Writer: Alun Saunders
Directors: Mared Swain & Jess Williams
Reviewer: Beth Steer
Using drag queens, glitz, and glamour to explore difficult, dark subjects like suicide, isolation, and loneliness, might seem like a difficult concept to make work – but TUCK smashes it out of the park. And it’s like nothing you’ve ever seen before.
Another outstanding piece of theatre from Welsh playwright Alun Saunders, TUCK’s self-professed blend of comedy, sequins, and sorrow is astonishing in what it manages to achieve. Simultaneously showcasing the fun and fabulousness of the drag world, while exposing the range of very real reactions people have to shock and grief, it treads a careful, feather-dusted line between the raucous and the raw – and it works brilliantly.
The writing is exceptional and the delivery is fantastic. It’s a show within a play – and there’s a dual-level of acting, a sort of drag-within-drag – that showcases the talent of the actors cleverly and authentically.
You’ll be swept along with the four fabulous queens on their journey, through the shiny and not-so-shiny, and the overriding message, that what’s going on on the outside is often worlds away from what’s happening within, is poignant and powerful. Iestyn Arwel as Steve, or Martha Titful, is a phenomenal talent, making you splutter with laughter and also get goosebumps at the same time. As young queen Lola Bipolar, Gareth Evans is brilliant, her finale-worthy song an anthem before the show’s even finished. Lewis Brown, as Medusa Massid, pulls some cleverly political dance routines out the bag and, as the drag-mother and all-round icon, Patsy Thatcher, Stifyn Parri is a force to behold: simultaneously intimidating and endearing, someone you’d be equally thrilled and terrified to share a gin and tonic with.

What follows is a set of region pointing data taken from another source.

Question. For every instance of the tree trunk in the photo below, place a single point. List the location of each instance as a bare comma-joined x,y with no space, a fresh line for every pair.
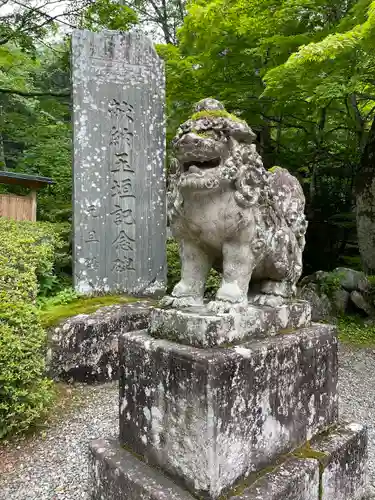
365,204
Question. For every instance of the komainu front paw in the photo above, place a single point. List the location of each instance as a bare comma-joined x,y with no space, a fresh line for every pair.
267,300
224,306
180,302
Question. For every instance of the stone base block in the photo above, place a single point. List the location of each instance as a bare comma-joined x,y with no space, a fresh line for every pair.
211,416
334,470
116,474
197,326
84,348
344,466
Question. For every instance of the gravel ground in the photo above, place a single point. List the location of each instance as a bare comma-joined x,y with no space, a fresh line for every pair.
54,467
357,396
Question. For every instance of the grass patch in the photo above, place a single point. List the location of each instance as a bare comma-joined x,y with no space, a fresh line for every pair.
54,314
354,330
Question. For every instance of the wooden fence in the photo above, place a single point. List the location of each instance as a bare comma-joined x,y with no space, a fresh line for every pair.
18,207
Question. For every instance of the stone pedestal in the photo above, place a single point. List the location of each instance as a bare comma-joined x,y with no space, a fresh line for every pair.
198,327
211,416
254,419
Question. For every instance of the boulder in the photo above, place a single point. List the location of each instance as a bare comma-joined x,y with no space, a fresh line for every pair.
321,307
352,280
361,303
340,300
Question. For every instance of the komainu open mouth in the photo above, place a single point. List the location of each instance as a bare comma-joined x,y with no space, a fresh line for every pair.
197,166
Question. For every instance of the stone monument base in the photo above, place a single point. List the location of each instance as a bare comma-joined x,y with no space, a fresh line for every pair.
332,466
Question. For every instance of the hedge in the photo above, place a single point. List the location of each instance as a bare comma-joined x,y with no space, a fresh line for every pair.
26,253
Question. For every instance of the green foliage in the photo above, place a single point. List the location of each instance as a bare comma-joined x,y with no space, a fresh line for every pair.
356,330
63,297
174,271
174,264
26,252
67,304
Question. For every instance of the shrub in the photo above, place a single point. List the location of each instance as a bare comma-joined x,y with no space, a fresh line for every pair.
356,330
26,253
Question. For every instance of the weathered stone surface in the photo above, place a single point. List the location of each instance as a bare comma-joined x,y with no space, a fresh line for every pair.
116,474
321,307
210,416
344,475
119,155
361,303
351,279
336,471
225,206
295,479
197,326
85,347
340,299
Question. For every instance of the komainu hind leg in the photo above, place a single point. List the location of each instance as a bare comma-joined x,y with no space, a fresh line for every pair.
238,264
195,265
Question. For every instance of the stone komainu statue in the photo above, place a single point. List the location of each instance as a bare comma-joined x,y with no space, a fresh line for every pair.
224,206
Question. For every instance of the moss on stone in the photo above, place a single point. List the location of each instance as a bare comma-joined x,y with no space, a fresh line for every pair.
243,484
54,315
286,331
273,169
216,113
306,451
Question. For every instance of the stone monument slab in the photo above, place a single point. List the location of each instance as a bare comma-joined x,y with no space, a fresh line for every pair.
119,154
210,416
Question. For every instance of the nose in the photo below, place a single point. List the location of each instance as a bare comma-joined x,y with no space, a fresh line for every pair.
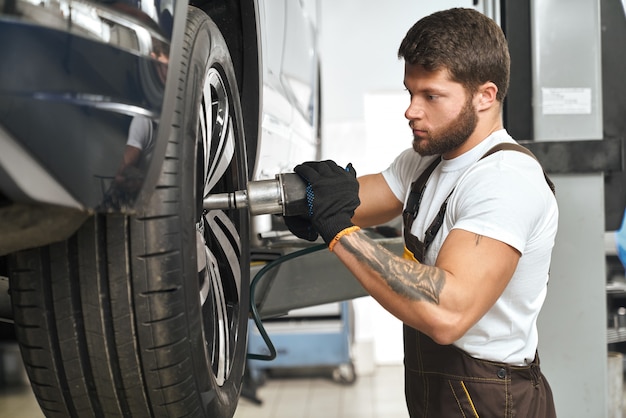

It’s witty, it’s dark, it’s bilingual, and it’s incredibly moving. As part of the Wales Millenium Centre’s programme, Performances for the Curious, it’s a completely unexpected piece of magic, set, of course, in the funky ffresh cabaret lounge. It goes beyond sass and satire and it’ll leave your cheeks aching from laughter, while wet from tears. Don’t miss it.